Yes, it absolutely would have. The bigger underlying issue in the rail industry right now is staffing reduction in the name of "optimization" and "efficiency" (read, higher profits), which as one would expect leads to overworked safety inspectors, less time for safety inspections on a per-car and per-component basis, less and hastier maintenance, reduced supervision, and lower standards for certification. All, of course, with the full approval of the DoT and NTSB, and a deregulation-happy Congress. Not to mention wage stagnation and reduced benefits, leading to high turnover, critical staffing shortages, and lack of qualified and interested applicants.
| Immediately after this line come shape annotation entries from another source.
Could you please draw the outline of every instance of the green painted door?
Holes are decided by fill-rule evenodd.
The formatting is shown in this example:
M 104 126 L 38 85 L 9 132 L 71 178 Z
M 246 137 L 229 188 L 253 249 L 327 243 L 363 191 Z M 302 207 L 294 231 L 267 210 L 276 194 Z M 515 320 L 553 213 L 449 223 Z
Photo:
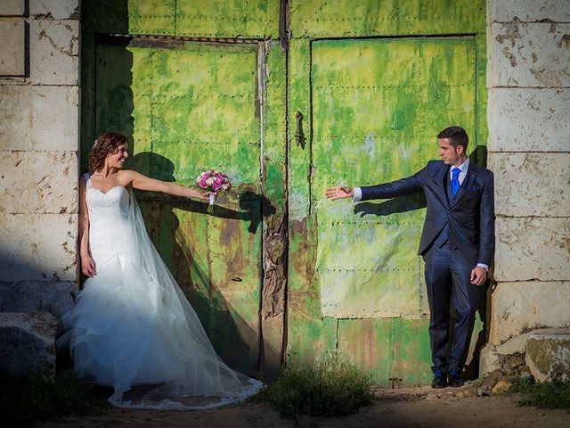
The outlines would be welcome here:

The kind of circumstances that might cause, say, a faulty wheel bearing to have gone unnoticed by time- and resource-strapped safety inspectors. But what would I know, that's clearly just obviously dubious leaps and speculation.
But it's not like this hasn't been known and decried for years, by the same people who were threatening to strike.
OMAHA, Neb. (AP) — Even as railroads are operating longer and longer freight trains that sometimes stretch for miles, the companies have drastically reduced staffing levels, prompting unions to warn that moves meant to increase profits could endanger safety and even result in disasters.
Workers are under intense strain amid grueling schedules, union contract negotiations and an arcane attendance policy system
Employees say the inflexibility of scheduling upended their personal lives. The companies say they maintained service while using fewer resources.
Now I ask again, did I miss Obama pretending to drink a glass of East Palestine tap water in the meantime? I'm real
interested to know, because as far as I know, I'm the only person on this forum who gets his drinking water from Ohio river and lives in the region potentially impacted by this fuckup.